Perioral dermatitis affects people of all skin tones. Young and middle-aged women are the ones that get this rash the most. This rash can affect children and adolescents, and it affects both females and boys. Perioral dermatitis affects a small percentage of men.
WHAT DOES PERIORAL DERMATITIS LOOK LIKE?
Perioral dermatitis is characterized by redness, swelling, and acne-like pimples. The rash normally surrounds the mouth, but a thin band of skin around the lips appears normal. A burning sensation around the lips affects many people. The rash can itch at times. Skin might peel and appear scaly.
Because this rash can appear anywhere on the face, it is frequently referred to as “periorificial dermatitis.” It can form a ring around the eyes and nose, as well as on the cheeks. The rash can also occur on the forehead.
WHAT CAUSES PERIORAL DERMATITIS?
It’s unclear why some people develop this rash or what causes it.
Some persons who develop perioral dermatitis have been exposed to a corticosteroid-containing drug applied to their face, either directly to the skin or through an asthma inhaler. Other than topical steroids, our dermatologists can assist you treat this rash.
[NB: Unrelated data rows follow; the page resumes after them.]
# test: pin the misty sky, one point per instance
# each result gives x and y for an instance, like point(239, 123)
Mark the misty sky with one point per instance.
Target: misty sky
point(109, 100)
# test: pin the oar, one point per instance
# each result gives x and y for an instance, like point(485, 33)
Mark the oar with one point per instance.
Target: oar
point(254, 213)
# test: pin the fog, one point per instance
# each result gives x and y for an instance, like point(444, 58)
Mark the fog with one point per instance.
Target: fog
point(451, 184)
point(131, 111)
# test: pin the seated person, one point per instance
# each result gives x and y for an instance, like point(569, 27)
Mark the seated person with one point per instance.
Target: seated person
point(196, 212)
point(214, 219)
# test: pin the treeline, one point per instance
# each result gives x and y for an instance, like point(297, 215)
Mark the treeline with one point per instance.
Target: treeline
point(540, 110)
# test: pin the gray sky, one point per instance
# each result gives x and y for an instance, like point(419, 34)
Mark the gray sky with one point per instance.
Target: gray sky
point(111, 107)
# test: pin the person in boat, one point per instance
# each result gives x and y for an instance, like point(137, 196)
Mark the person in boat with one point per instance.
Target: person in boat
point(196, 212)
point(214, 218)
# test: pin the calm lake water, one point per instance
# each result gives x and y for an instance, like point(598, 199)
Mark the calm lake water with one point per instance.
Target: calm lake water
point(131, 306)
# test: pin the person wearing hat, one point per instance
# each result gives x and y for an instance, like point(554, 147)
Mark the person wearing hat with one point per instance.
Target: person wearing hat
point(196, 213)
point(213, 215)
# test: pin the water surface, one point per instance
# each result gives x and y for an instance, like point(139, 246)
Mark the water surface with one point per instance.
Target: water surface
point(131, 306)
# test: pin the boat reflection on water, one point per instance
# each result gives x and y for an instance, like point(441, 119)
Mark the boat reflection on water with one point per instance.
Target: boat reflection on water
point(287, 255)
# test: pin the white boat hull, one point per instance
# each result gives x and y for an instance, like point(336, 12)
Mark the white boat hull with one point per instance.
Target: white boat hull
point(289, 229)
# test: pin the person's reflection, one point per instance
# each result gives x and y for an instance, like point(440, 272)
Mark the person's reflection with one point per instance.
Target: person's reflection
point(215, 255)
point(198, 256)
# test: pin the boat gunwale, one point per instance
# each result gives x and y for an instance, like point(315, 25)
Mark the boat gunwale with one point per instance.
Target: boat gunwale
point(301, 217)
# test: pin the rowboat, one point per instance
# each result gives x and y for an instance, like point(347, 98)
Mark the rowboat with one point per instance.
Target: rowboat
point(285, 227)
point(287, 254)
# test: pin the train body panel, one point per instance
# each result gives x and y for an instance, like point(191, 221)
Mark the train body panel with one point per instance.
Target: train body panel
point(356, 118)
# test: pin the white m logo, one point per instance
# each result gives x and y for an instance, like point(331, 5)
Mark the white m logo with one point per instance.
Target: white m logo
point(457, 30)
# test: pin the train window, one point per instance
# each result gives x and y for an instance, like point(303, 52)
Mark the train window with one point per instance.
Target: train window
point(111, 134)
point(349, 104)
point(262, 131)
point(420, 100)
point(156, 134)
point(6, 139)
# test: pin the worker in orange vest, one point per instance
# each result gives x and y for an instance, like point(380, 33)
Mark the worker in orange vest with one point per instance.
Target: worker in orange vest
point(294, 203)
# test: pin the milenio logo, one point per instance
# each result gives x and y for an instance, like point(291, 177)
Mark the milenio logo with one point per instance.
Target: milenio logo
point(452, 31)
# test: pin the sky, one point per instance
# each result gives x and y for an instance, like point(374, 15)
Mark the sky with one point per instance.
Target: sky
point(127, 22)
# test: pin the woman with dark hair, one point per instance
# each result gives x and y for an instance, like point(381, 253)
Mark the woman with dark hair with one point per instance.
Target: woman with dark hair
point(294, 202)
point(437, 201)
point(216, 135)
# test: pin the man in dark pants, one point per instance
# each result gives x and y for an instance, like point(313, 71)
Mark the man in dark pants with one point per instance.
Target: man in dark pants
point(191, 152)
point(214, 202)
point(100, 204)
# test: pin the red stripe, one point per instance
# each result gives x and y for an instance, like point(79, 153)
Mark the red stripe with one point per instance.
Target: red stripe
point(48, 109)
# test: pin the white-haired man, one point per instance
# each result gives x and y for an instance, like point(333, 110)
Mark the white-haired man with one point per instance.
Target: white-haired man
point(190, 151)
Corticosteroids aren’t always to blame. This rash can occur after using fluoride- or cinnamon-containing toothpaste. Perioral dermatitis can also be caused by tartar-control and whitening toothpastes. This rash can be caused by moisturizers, cosmetics, and sunscreen. Even when the rash has cleared, dermatologists advise that you seek out other products to keep the rash from reappearing.
HOW IS IT DIAGNOSED?
By asking you questions about the rash and analyzing your skin, Moksha Dermatology can typically determine the diagnosis.
HOW IS IT TREATED?
Perioral dermatitis should be treated, according to dermatologists. The rash can linger for months or even years if not treated. Antibiotics are frequently used to treat infections. Your Moksha Dermatology dermatologist may prescribe a topical antibiotic to be applied to your face along with a moderate moisturizer if you have a mild case or are pregnant. Oral antibiotics are required in some cases. After several weeks or months of taking the oral antibiotic, the majority of patients improve. The rash may recur if you stop taking the antibiotic too soon. It’s critical to follow your dermatologist’s advice. You may also need to stop using specific skin care products, cosmetics, and toothpastes to get rid of the rash. If you’re using a corticosteroid-containing product, your dermatologist can help you figure out how to stop using it and avoid a recurrence of perioral dermatitis.
If you’ve had perioral dermatitis, follow your dermatologists’ instructions to avoid a flare-up. Without a dermatologist’s approval, do not use topical corticosteroid creams on your face for more than a few days.